Handling is at best, average. There’s some body roll in corners and the car’s tires feel rather soft. The ride is smooth and well-damped but the car still wallows over road irregularities. It’s not a deal-breaker (for 70 grand it doesn’t make the car feel cheap), but it’s still noticeable. The brakes feel nice and strong, with little fade and average nosedive. Visibility is excellent, while the car does not shake at all over harsh cracks. But, like the styling, nothing really jumps out at me and makes me genuinely smile.
The Bottom Line:
Two trims are available (no options of any kind are available on either model), the Signature (for $61K) and the Ultimate ($68K) which adds a full camera system, a 12.3″ LCD screen, heads-up display, soft-closing doors, an electric trunk closer, and a whole host of rear-seat niceties (entertainment system, cooled rear seats, powered head restraint adjustment, power rear sunshades, and illuminated rear vanity mirrors).
Hyundai’s selling point on the Equus is a similar one to their other products: value for money. On that metric, the Equus is a home run. For under $70K, you get a fully loaded car for the cost of a used Mercedes S550. You also get Hyundai’s 10 year, 100,000-mile warranty on the powertrain, something that must be taken into account. Features per dollar is what this car sells on, and that’s a great thing in this segment.

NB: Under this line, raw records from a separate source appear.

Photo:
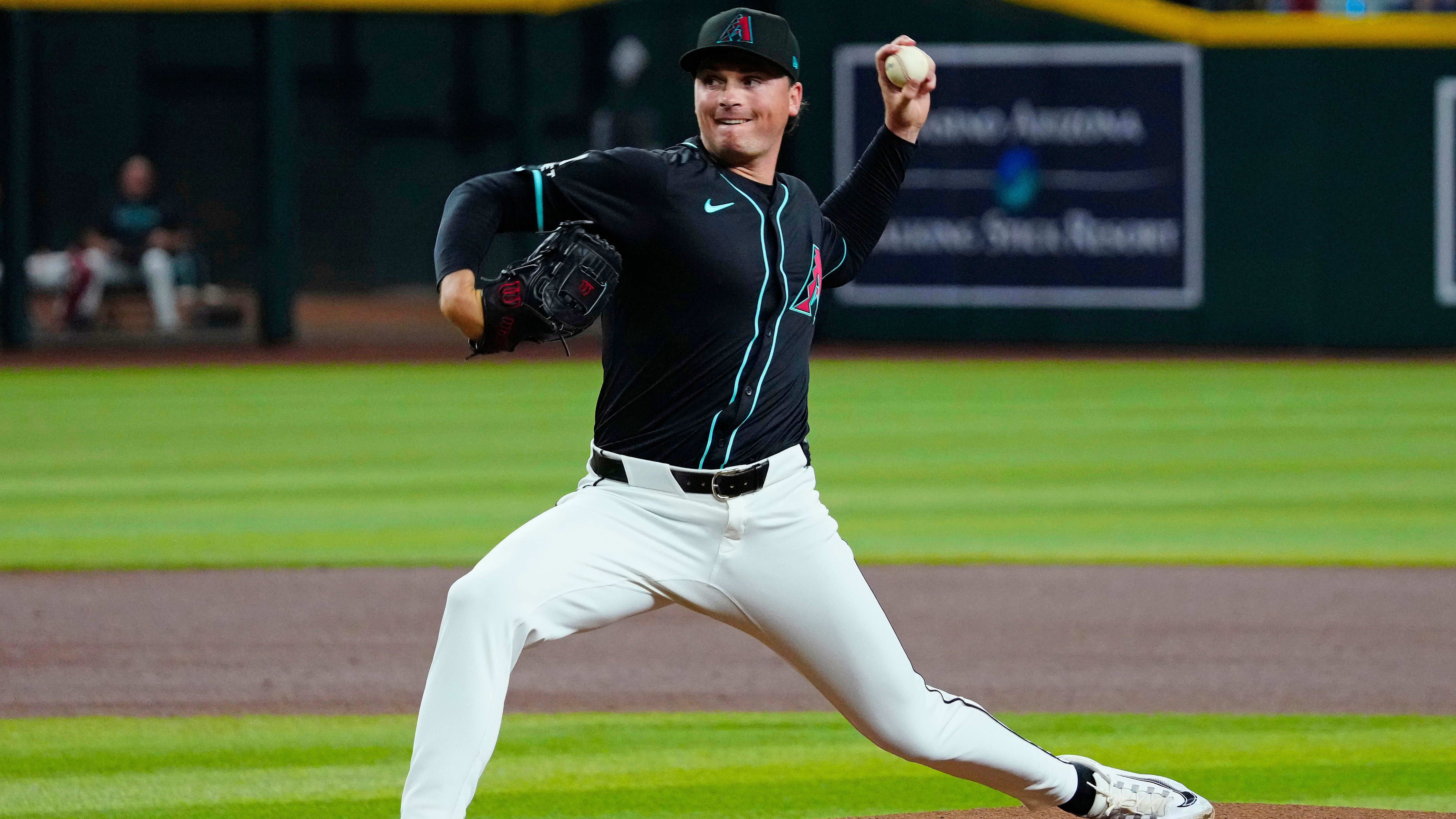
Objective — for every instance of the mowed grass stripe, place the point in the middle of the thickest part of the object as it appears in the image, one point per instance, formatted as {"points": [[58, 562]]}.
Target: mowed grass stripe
{"points": [[683, 766], [1283, 463]]}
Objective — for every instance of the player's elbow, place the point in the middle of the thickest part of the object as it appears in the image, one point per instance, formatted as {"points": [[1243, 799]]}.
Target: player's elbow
{"points": [[461, 304]]}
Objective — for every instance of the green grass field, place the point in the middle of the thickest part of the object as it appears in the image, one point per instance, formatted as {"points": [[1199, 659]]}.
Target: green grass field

Those issues of slightly bland looks and average performance turn the Equus into an interesting proposition. It eschews some of the whiz-bang features of the Mercedes S-Class (the LCD instrument panel, single-knob driver interface system, etc) for more meaningful equipment, or for equipment that will get people interested at this price point.
People who buy a car like the Equus are similar folks who probably went after the Lexus LS400 back in 1990. To me, these are the people in America who want a solid, classy luxury automobile with the kitchen sink’s worth of options inside for a surprisingly reasonable price. For that reason and that reason alone, I think it deserves a better score. In addition, I cannot think of many cars in this price range that have the same type of features. The Cadillac XTS V-Sport is close, but not quite there, and everything from Europe is at least 10 grand more, without the gizmos.

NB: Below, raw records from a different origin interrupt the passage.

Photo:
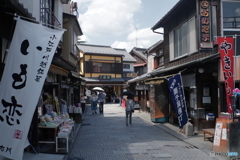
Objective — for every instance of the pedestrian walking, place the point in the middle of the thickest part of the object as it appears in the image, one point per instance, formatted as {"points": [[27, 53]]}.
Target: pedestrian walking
{"points": [[93, 100], [120, 100], [129, 110], [101, 98], [124, 101], [83, 103]]}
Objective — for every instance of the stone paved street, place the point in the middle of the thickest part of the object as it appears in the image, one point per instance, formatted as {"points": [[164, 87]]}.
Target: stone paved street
{"points": [[106, 137]]}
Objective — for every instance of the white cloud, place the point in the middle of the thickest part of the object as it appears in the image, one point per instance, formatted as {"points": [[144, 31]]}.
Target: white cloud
{"points": [[109, 17], [145, 39], [85, 38]]}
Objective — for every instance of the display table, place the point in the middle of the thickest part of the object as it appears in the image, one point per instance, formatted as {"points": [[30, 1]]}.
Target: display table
{"points": [[210, 132], [49, 132], [77, 117]]}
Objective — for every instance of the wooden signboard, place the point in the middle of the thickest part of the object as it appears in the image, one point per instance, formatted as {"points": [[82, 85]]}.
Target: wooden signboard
{"points": [[220, 135]]}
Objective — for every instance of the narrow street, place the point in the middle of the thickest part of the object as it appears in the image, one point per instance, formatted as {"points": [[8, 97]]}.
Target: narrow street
{"points": [[106, 137]]}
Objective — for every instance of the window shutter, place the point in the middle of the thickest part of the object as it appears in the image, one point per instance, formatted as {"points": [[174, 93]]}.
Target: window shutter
{"points": [[156, 62], [192, 35], [88, 67], [171, 46], [118, 68]]}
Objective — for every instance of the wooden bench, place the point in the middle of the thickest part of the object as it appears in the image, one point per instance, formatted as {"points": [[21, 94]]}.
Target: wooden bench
{"points": [[208, 133]]}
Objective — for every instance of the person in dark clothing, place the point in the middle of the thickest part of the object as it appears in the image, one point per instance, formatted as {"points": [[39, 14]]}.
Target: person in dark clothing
{"points": [[101, 99], [129, 110], [83, 103]]}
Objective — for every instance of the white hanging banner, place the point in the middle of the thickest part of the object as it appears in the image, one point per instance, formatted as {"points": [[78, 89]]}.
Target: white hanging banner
{"points": [[29, 58]]}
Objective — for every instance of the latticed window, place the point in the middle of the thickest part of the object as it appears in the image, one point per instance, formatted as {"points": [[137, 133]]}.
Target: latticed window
{"points": [[47, 16]]}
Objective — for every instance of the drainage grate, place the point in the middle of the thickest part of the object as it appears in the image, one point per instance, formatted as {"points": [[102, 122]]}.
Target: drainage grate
{"points": [[188, 147], [75, 158], [85, 124]]}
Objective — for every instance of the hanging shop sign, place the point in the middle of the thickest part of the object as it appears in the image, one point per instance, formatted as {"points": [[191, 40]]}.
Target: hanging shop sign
{"points": [[205, 24], [226, 49], [104, 77], [29, 58], [178, 99], [132, 75]]}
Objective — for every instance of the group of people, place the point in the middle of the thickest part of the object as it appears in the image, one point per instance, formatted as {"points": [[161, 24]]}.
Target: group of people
{"points": [[128, 104], [95, 99], [125, 102]]}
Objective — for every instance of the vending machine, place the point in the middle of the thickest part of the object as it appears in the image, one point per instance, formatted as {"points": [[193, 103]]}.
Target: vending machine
{"points": [[159, 101]]}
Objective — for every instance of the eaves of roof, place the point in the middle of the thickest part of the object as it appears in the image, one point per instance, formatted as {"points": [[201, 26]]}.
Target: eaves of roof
{"points": [[18, 8], [139, 65], [87, 79], [75, 23], [140, 56], [155, 46], [200, 60], [161, 70], [138, 78], [98, 50], [173, 10]]}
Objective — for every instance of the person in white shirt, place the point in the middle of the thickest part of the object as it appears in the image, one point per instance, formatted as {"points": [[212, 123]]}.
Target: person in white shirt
{"points": [[101, 99], [93, 100]]}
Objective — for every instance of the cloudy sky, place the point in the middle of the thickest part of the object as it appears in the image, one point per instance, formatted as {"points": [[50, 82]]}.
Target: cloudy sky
{"points": [[121, 23]]}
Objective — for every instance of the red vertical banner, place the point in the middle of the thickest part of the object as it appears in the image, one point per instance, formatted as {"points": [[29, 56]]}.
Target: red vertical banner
{"points": [[226, 49]]}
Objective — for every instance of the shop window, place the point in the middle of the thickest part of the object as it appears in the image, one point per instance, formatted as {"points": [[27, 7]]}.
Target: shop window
{"points": [[231, 14], [103, 67], [231, 20], [126, 66], [183, 40]]}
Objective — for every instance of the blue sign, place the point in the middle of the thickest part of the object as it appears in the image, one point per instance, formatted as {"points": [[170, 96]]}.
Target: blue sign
{"points": [[178, 99]]}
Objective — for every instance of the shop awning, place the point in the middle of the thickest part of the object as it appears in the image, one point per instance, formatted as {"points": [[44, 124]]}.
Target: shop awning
{"points": [[102, 84], [87, 79], [157, 80]]}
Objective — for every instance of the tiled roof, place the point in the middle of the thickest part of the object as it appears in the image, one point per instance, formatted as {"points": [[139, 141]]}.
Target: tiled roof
{"points": [[139, 52], [127, 57], [98, 49], [153, 47]]}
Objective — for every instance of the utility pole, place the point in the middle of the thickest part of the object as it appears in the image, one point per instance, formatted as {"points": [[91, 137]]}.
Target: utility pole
{"points": [[136, 36]]}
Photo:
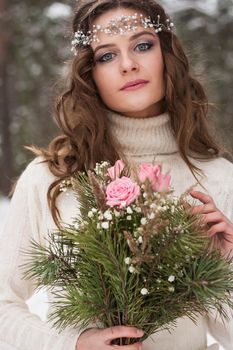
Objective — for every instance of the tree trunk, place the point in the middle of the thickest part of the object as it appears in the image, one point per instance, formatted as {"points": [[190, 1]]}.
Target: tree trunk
{"points": [[6, 155]]}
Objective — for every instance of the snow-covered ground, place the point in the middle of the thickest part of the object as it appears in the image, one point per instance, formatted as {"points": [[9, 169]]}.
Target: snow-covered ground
{"points": [[209, 7], [38, 303]]}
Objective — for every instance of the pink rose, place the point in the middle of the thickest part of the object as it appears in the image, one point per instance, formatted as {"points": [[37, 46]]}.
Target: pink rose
{"points": [[122, 192], [160, 182], [115, 171]]}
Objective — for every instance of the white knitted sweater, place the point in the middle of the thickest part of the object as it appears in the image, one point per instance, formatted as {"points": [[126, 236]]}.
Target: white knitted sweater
{"points": [[142, 140]]}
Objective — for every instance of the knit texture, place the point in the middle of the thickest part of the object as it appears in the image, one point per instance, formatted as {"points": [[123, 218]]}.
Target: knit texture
{"points": [[141, 140]]}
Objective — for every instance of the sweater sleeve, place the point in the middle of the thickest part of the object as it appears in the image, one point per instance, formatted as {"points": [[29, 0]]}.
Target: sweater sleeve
{"points": [[20, 329], [223, 331]]}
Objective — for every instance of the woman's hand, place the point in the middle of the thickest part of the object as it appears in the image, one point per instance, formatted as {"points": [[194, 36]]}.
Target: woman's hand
{"points": [[219, 225], [101, 339]]}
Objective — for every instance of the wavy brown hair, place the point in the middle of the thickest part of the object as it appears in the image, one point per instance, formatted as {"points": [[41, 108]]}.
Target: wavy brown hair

So what do I think? I’m conflicted. I’m willing to give the Equus a pass for a lot of reasons. I was not expecting perfection here–this is Hyundai’s first shot into the big flagship market in this country, and with value being the main selling point, I knew there were going to be things that I would not like when the road got interesting. I also was quite aware that the best parts of this car are the features and toys, which are, to be profound, very impressive.

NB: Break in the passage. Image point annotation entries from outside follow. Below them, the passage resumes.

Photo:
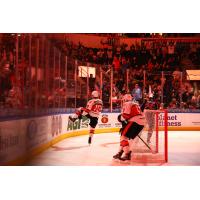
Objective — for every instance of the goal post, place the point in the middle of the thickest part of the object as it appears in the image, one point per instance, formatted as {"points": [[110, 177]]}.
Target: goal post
{"points": [[155, 135]]}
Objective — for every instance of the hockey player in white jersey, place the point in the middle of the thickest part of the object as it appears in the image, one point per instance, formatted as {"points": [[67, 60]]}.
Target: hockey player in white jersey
{"points": [[133, 121], [92, 111]]}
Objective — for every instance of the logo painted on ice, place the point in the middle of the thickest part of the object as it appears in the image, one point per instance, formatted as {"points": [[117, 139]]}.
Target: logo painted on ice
{"points": [[104, 119]]}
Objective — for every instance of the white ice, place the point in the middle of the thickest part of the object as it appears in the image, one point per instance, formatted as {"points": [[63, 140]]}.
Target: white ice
{"points": [[183, 149]]}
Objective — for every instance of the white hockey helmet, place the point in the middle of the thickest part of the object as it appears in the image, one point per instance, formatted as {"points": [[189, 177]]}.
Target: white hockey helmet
{"points": [[127, 97], [95, 94]]}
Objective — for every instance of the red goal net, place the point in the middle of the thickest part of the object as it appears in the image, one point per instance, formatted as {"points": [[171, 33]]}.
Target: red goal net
{"points": [[151, 145]]}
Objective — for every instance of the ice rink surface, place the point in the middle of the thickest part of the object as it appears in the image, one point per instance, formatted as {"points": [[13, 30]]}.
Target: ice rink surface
{"points": [[183, 150]]}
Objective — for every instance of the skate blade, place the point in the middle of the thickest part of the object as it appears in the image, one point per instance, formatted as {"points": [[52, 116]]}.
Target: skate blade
{"points": [[125, 162], [116, 160]]}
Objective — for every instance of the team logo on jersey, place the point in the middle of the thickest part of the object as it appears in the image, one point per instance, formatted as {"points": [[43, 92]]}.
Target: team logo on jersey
{"points": [[104, 119]]}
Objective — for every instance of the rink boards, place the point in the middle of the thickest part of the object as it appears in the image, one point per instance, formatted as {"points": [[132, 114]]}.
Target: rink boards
{"points": [[23, 138]]}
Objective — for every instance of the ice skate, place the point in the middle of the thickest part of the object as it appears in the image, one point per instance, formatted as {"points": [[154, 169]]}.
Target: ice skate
{"points": [[72, 118], [126, 157], [118, 155]]}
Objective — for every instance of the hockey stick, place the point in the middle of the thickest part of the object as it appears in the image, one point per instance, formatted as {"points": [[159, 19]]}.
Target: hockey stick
{"points": [[146, 144]]}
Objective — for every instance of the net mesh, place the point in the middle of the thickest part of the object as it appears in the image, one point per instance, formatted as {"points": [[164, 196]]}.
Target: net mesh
{"points": [[151, 144]]}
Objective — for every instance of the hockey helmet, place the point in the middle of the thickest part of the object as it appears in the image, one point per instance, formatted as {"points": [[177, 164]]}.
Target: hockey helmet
{"points": [[127, 97], [95, 94]]}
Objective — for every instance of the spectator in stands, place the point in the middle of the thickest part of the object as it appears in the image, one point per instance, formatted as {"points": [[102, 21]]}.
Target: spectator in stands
{"points": [[137, 93], [116, 64]]}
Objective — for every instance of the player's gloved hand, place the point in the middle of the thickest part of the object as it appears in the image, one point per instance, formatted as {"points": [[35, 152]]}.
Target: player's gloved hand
{"points": [[120, 118]]}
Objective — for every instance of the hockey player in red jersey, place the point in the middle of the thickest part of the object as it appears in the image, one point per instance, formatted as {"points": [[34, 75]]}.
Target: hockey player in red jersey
{"points": [[92, 111], [133, 121]]}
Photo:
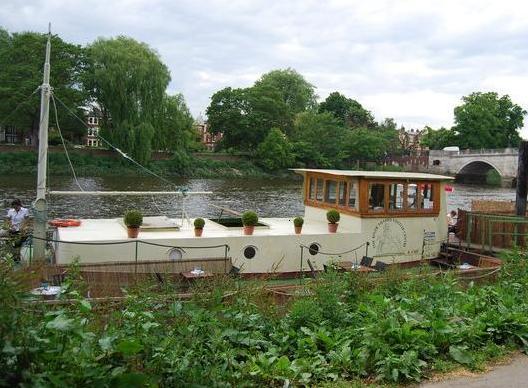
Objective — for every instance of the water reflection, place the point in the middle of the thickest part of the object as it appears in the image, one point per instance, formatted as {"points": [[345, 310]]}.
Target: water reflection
{"points": [[269, 197]]}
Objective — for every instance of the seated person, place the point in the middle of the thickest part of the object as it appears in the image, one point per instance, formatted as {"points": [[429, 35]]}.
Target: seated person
{"points": [[16, 217]]}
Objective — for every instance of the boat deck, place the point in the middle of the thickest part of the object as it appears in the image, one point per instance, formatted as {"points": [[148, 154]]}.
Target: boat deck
{"points": [[114, 230]]}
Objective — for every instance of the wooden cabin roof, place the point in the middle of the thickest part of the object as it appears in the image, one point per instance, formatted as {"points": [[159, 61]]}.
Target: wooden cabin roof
{"points": [[375, 174]]}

I still enjoy the Equus, and I think for some buyers, it’s a great car. For those of you who want a very nice luxury car and don’t care what badge sits on the grille or how fast it can go around corners, this is a genuinely great car to look at. For those of you who are luxury buyers on a budget who want features, it’s great. It’s not going to keep up on backroads with the European competition, but perhaps Hyundai is busy working all of that out for the next Equus.